En medio de la contracción de los ingresos tributarios también está el gasto público, alrededor de lo cual, el gerente del Banco Mundial dijo que la manera de atacarlo también es similar al de los ingresos: “debe haber un gana -gana”. Así, se refirió a la transformación del Sistema General de Participaciones-SGP, iniciativa que se hizo en el Congreso de la República y, a juicio de Siegenthaler, es algo que tiene mucho potencial, pero también incluye riesgos si no se hace bien.
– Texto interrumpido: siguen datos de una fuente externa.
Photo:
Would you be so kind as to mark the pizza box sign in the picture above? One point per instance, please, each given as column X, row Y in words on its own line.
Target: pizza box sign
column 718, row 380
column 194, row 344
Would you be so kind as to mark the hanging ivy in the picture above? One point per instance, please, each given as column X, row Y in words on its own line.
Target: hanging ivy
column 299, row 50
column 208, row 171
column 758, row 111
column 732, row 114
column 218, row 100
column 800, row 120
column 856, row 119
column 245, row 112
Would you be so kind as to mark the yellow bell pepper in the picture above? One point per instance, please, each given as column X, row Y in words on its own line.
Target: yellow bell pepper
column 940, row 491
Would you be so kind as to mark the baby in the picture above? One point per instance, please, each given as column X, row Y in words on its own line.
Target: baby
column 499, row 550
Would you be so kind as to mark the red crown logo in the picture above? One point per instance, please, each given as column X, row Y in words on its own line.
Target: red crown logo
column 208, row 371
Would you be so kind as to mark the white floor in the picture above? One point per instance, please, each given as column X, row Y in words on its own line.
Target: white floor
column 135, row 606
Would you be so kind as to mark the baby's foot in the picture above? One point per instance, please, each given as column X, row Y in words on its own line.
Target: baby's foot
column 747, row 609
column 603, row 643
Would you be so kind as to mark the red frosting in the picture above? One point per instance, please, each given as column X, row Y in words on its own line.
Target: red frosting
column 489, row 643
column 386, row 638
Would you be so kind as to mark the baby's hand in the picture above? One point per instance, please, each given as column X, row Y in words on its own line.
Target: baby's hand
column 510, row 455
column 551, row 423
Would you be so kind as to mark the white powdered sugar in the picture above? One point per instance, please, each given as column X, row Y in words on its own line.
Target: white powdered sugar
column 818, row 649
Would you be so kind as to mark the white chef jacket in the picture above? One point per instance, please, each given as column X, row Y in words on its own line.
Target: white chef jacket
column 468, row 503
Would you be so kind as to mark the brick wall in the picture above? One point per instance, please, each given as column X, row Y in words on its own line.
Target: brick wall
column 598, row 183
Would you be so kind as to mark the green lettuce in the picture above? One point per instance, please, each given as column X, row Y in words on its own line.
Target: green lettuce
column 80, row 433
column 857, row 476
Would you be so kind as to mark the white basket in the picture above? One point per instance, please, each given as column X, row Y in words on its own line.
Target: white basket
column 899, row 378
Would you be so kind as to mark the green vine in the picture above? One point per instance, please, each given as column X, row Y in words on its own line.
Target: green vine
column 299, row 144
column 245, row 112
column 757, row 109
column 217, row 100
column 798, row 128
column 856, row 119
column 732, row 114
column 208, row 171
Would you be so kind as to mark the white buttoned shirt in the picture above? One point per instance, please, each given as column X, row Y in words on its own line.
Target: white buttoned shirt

Hay que recordar que la reforma al SGP permitirá una mayor redistribución de recursos nacionales en los territorios, dándoles mayor autonomía para impulsar el desarrollo, lo que -se supone- implicará que haya más oportunidades regionales.
La política pública que resuelva los problemas que actualmente tiene el país tendrían que abordar tres frentes, uno de los cuales es el ajuste fiscal que es una necesidad a corto plazo y que, de hecho, demandará un fuerte apretón del cinturón con los recursos públicos: 4 % del PIB. Pero la esperanza es que, según los dos expertos que participaron en el Gran Foro Colombia 2026, sí hay posibilidades de volver a lograr la solidez económica.
Siegenthaler habló del eterno problema de la productividad en el país, variable que desde hace 40 años viene estancada y, para el gerente del Banco Mundial, “es una señal muy grave”.
La falta de productividad afecta el desarrollo de la infraestructura, la seguridad física y la financiación de proyectos. Y, por supuesto, genera dificultades para que haya más empleo y mejor remunerado.
Por ello, para el directivo del Banco Mundial, este frente va más allá de la atracción de inversión, pues se trata es de creación de empleos dignos.
En ese contexto, puso también en el debate el tercer frente sobre el cual debe trabajar Colombia y es la alta desigualdad. Por ejemplo, el experto mencionó que no es solo un asunto de brindar más oportunidades, sino de algo de más impacto: el crecimiento de una economía depende de atacar esa desigualdad.

Así, como ejemplo puso que la dificultad de acceso al crédito no es solo el problema, sino que cuando ese acceso se logra, el beneficio está mal distribuido. Pero también mencionó la desigualdad territorial, que toca el corazón de la política pública, pues hay ciudades que tienen años y no avanzan en conectividad en infraestructura o en comunicaciones.
El foro concluyó con un mensaje positivo: hay oportunidad para que Colombia aproveche el potencial que implica tener una posición geográfica estratégica que le podría permitir impulsar grandes desarrollos. Solo quedarían los desafíos de hacer las reformas fiscales que se necesitan, promover la competitividad, lo que pasaría por promover seguridad física y jurídica para los inversionistas. Tras ello, este país podría lograr ser uno de los grandes líderes mundiales. Solo hay que pasar de la retórica a la acción, concluyó Mejía.